Les vingt éoliennes que la Compagnie
du vent comptait installer sur les communes de Conilhac-de-la-Montagne
et à Roquetaillade tourneront-elles un jour dans le ciel
de la haute vallée? Rien n'est moins sûr. Le tribunal
administratif de Montpellier, saisi par l'association Avenir d'Alet,
vient en effet d'annuler les deux permis de construire qui avaient
été accordés en décembre 2005, par
le préfet de l'Aude.
Les conseillers montpelliérains ont considéré
que le feu vert accordé par les services de l'Etat ne
respectaient pas certaines prescriptions du code de l'urbanisme
notamment «si les constructions, par leur situation, leur
architecture, leurs dimensions ou l'aspect extérieur
des bâtiments ou ouvrages à édifier ou à
modifier sont de nature à porter atteinte au caractère
ou à l'intérêt des lieux avoisinants, aux
sites, aux paysages naturels (...) ainsi qu'à la conservation
des perspectives monumentales».
Le projet de La Compagnie du Vent, ont encore estimé
les juges administratifs n'est pas, même si certaines
éoliennes seront masquées en partie par le relief,
« à diminuer substantiellement l'impact sur le
paysage de ce parc éolien, que compte tenu de la qualité
du paysage affecté, le permis de construire est manifestement
entaché d'une erreur manifeste d'appréciation.»

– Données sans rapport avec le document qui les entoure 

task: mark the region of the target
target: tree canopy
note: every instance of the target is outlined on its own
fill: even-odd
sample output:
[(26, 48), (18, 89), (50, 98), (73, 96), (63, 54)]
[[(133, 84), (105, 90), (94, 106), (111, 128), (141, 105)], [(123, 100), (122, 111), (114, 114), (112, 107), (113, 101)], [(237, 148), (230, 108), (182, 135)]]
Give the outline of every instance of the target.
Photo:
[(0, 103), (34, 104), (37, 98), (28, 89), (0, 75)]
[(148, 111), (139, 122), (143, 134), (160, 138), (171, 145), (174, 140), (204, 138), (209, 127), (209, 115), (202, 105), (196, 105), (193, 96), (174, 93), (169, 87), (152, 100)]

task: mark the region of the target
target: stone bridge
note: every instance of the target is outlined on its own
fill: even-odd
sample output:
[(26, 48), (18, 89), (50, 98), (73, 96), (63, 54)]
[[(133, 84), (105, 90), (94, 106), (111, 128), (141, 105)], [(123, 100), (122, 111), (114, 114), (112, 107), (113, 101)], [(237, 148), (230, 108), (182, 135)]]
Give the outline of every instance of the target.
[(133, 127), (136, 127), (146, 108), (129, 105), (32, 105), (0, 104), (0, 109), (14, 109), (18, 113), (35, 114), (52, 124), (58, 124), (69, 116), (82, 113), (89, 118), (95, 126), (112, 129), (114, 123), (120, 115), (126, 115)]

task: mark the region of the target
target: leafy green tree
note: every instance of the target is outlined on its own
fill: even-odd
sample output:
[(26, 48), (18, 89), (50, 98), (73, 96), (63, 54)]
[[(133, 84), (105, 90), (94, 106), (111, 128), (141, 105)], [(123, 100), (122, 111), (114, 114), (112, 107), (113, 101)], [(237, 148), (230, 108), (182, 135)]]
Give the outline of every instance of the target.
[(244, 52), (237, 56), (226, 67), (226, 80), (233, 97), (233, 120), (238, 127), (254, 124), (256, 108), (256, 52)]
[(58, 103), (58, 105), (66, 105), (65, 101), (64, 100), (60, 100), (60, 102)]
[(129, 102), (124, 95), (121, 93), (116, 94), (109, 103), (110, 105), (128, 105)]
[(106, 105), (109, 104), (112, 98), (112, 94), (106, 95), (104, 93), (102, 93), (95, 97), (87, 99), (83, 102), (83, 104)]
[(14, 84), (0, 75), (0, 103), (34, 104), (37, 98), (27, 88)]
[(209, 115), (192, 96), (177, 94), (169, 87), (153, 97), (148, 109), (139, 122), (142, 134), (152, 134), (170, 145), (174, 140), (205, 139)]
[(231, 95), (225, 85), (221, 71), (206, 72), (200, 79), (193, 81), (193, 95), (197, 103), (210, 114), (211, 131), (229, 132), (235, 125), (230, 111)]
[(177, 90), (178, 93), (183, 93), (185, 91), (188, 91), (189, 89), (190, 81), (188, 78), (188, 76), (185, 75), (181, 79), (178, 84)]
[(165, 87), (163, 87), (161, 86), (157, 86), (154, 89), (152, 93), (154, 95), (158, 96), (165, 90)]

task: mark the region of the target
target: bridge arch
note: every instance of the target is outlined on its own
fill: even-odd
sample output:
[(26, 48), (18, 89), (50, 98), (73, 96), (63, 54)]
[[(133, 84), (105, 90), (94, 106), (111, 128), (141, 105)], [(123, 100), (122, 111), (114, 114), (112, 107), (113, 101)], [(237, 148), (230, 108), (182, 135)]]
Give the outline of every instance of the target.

La présence toute proche du château de Rennes semble
également avoir retenu toute l'attention des conseillers.
Ces derniers ont en effet considéré que «le
site offre des vues dégagées sur un paysage à
caractère naturel et de grande qualité et que
les deux parcs éoliens, même situés en retrait
de la ligne de crête» resteront visibles et que
là encore, les services de l'Etat n'auraient pas dû
accorder de permis de construire, au regard du code de l'urbanisme.
Cette victoire de l'association Avenir d'Alet sonne-t-elle
le glas des projets de la Compagnie du Vent, un filiale du groupe
GDF-Suez dans le secteur de la haute vallée ? Jointe
hier la société a indiqué qu'elle n'avait
toujours fait appel de la décision mais que ses services
juridiques en étudiaient l'éventualité.